Saat aku memasuki rumah dan berlari kecil menuju kamar, tiba-tiba langkahku terhenti karena mendengar suara Papa,
"Anna, kemarilah, Sayang."
Jantungku berdegup kencang. Aku melihat sekeliling, mengapa tidak ada satupun pelayan yang memberitahuku kalau Papa sudah pulang lebih awal hari ini.

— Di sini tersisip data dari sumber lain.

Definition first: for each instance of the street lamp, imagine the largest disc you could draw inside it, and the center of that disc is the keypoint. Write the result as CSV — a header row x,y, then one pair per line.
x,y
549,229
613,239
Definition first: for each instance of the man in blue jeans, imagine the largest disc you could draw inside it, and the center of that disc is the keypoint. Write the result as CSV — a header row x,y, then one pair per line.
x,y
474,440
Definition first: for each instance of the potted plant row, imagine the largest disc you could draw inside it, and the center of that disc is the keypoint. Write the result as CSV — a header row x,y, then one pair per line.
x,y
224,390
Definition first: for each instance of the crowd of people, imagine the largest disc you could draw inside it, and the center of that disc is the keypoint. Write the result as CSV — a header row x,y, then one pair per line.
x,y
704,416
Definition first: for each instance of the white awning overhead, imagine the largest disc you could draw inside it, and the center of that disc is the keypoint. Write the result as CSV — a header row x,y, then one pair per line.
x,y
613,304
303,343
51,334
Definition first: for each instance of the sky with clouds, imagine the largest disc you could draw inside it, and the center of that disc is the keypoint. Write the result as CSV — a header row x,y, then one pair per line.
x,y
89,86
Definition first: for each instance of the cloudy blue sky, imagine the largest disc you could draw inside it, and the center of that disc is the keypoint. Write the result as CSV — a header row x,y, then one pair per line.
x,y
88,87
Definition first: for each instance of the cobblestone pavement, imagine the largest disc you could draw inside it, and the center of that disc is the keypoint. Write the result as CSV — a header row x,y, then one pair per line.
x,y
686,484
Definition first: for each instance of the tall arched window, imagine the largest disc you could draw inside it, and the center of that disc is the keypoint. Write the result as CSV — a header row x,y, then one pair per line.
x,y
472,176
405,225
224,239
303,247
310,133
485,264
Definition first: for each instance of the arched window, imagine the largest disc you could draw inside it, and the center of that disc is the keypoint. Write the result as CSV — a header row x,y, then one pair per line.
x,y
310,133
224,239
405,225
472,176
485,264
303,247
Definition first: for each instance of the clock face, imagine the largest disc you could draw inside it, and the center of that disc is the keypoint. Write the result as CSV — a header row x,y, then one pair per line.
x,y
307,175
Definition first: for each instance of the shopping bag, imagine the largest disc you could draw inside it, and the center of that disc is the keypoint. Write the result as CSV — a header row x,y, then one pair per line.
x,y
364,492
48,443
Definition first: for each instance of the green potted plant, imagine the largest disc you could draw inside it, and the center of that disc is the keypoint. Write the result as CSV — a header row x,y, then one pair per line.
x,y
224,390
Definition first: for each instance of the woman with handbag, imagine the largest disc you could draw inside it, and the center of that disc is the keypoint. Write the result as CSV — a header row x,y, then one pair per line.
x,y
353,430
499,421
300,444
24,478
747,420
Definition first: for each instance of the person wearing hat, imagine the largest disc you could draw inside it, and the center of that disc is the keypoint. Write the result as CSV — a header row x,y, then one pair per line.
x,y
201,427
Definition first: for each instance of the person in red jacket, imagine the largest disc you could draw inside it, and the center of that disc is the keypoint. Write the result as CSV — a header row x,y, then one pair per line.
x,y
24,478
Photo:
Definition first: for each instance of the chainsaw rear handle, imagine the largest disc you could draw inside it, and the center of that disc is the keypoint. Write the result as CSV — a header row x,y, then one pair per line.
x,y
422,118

Perlahan aku berjalan ke arah Papa. Apa Papa tahu darimana aku barusan? Aku tahu itu tidak mungkin, tapi tetap saja aku merasa takut. Apapun bisa terjadi, benar kan?
"Duduklah dulu, Anna. Aku tidak akan mau berbincang dengan orang yang tidak siap dan nafas yang terengah seperti itu."
Aku duduk di sofa dengan perlahan. Papa masih duduk dengan tenang, sambil menyadarkan tubuhnya. Ia menungguku siap mendengarkan ucapannya. Mengapa sejak ulang tahunku itu Papa jadi sering bersikap lebih formal terhadapku. Membuatku sedikit tidak nyaman.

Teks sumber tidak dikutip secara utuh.